No me estoy refiriendo a la tan necesaria transformación que las pequeñas y medianas empresas han de hacer con sus negocios, acercándose cada vez más a las nuevas tecnologías y a las fórmulas de intercambio comercial, nacional e internacional, propios de las modernas y competitivas empresas que trabajan bajo la dirección de las, igualmente modernas técnicas de comunicación, información y marketing. Me refiero a que la competencia viene dada también por la ubicación de las mismas en un entorno amplio, limpio, con capacidad de maniobrabilidad de vehículos pesados, con aparcamientos y con un aspecto lejos del gueto (a decir por los propios empresarios) al que en nuestra Málaga aparentan dar.

Se hace necesario entender que además de representar un porcentaje importantísimo del empleo y de la riqueza de esta ciudad, es, al formar parte de ella (nunca podemos olvidarlo) fachada y escaparate de lo que somos y aspiramos a ser los malagueños.

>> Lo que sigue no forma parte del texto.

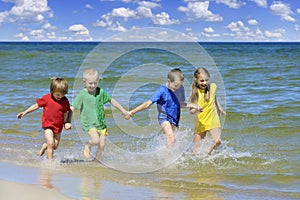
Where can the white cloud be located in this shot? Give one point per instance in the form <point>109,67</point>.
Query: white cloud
<point>37,34</point>
<point>144,12</point>
<point>199,10</point>
<point>79,32</point>
<point>88,6</point>
<point>252,22</point>
<point>283,10</point>
<point>148,4</point>
<point>3,16</point>
<point>30,11</point>
<point>231,3</point>
<point>209,30</point>
<point>237,27</point>
<point>123,12</point>
<point>261,3</point>
<point>51,35</point>
<point>163,19</point>
<point>48,26</point>
<point>275,34</point>
<point>117,27</point>
<point>22,37</point>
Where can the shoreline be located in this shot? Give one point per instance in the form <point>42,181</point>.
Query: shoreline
<point>22,191</point>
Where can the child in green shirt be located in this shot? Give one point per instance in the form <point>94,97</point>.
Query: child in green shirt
<point>90,102</point>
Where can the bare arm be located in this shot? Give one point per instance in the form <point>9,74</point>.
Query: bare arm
<point>193,107</point>
<point>28,110</point>
<point>141,107</point>
<point>219,107</point>
<point>68,117</point>
<point>119,107</point>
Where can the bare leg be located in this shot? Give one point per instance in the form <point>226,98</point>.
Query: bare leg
<point>50,143</point>
<point>197,139</point>
<point>169,131</point>
<point>56,140</point>
<point>100,148</point>
<point>43,149</point>
<point>94,140</point>
<point>216,137</point>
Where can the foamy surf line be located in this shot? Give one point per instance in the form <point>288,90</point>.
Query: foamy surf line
<point>20,182</point>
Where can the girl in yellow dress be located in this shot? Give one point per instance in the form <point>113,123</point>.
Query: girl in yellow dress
<point>203,94</point>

No podemos entrar a un polígono y encontrarnos con el colapso de vehículos, con la suciedad y con el caos circulatorio en todas y cada una de sus calles. Los polígonos industriales de Málaga necesitan de una firme y decidida apuesta o de un gran movimiento ciudadano y de trabajadores que reivindique su derecho a producir decentemente.

Pongámonos manos a ello y dejemos de mirarnos el ombligo. Málaga se merece lo mejor.